HEK293 cells are transformed with sheared adenovirus type 5 DNA, which includes the E1A and E1B oncogenes. E1A binds and inactivates the retinoblastoma protein (pRB), while E1B binds and inactivates p53.
However, in HEK293 cells, p53 is not completely inactivated—it's stabilized and functional. This makes HEK293 a p53-proficient line suitable for generating KO models.
When treated with DNA-damaging agents (e.g., doxorubicin, etoposide, UV radiation), wild-type HEK293 cells show a dramatic increase in p53 protein levels. This inducibility is lost in TP53 KO cells—making them an excellent negative control for genotoxicity studies.
Isogenic KO cell lines are the gold standard for antibody validation. If a p53 antibody shows a band at ~53 kDa in wild-type HEK293 but no band in TP53 KO HEK293, the antibody is specific.

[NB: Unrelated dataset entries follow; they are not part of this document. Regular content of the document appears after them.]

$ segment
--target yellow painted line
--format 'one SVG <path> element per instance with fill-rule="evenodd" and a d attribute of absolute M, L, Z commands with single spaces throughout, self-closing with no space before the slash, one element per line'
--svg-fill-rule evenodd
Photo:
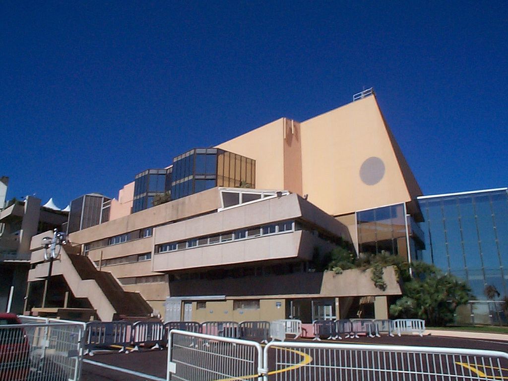
<path fill-rule="evenodd" d="M 283 373 L 284 372 L 289 372 L 290 370 L 297 369 L 299 368 L 301 368 L 302 366 L 306 365 L 307 364 L 310 364 L 312 361 L 312 358 L 311 356 L 300 351 L 290 349 L 289 348 L 279 348 L 276 346 L 274 347 L 276 349 L 280 350 L 281 351 L 288 351 L 290 352 L 296 353 L 296 354 L 302 356 L 303 359 L 299 363 L 295 364 L 294 365 L 291 365 L 291 366 L 288 366 L 287 368 L 284 368 L 283 369 L 278 369 L 277 370 L 272 370 L 271 372 L 268 372 L 268 375 L 276 374 L 279 373 Z M 250 378 L 255 378 L 258 377 L 259 377 L 259 374 L 250 374 L 247 376 L 241 376 L 241 377 L 235 377 L 230 378 L 221 378 L 220 379 L 215 380 L 215 381 L 235 381 L 235 380 L 237 379 L 249 379 Z"/>
<path fill-rule="evenodd" d="M 480 370 L 479 370 L 476 368 L 475 368 L 474 366 L 471 366 L 471 365 L 470 365 L 469 364 L 467 364 L 467 363 L 459 363 L 459 362 L 458 362 L 457 361 L 456 361 L 455 362 L 455 364 L 457 364 L 458 365 L 460 365 L 461 366 L 463 366 L 464 368 L 465 368 L 466 369 L 469 369 L 469 370 L 470 370 L 473 373 L 475 373 L 477 374 L 478 374 L 478 375 L 479 375 L 480 377 L 488 377 L 488 376 L 487 375 L 487 374 L 486 374 L 485 373 L 484 373 L 483 372 L 482 372 L 482 371 L 481 371 Z"/>
<path fill-rule="evenodd" d="M 503 377 L 502 375 L 501 376 L 488 375 L 483 372 L 482 372 L 481 370 L 478 369 L 477 368 L 475 368 L 474 366 L 472 366 L 471 364 L 468 364 L 467 363 L 461 363 L 461 362 L 456 362 L 455 364 L 458 365 L 460 365 L 461 366 L 463 366 L 464 368 L 469 369 L 473 373 L 475 373 L 480 377 L 485 377 L 486 378 L 491 378 L 492 379 L 500 379 L 500 380 L 506 379 L 506 377 Z M 496 368 L 495 367 L 489 366 L 488 365 L 477 365 L 477 366 L 478 366 L 480 368 L 490 368 L 491 369 L 495 369 L 496 370 L 508 370 L 508 369 L 504 368 Z"/>
<path fill-rule="evenodd" d="M 120 349 L 124 347 L 125 349 L 129 350 L 129 351 L 132 351 L 133 349 L 134 349 L 132 346 L 123 347 L 121 345 L 110 345 L 110 346 L 111 346 L 112 348 L 120 348 Z"/>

Researchers have used TP53 KO HEK293A cells in genome-wide CRISPR screens to identify genes essential in p53-deficient backgrounds. This approach can reveal synthetic lethal targets for cancer therapy.
Many chemotherapeutic agents work partially through p53-dependent pathways. Comparing drug responses between wild-type and TP53 KO HEK293 cells helps identify p53-dependent drug mechanisms.
By removing p53 entirely, researchers can study compensatory pathways and p53-independent stress responses without background p53 activity.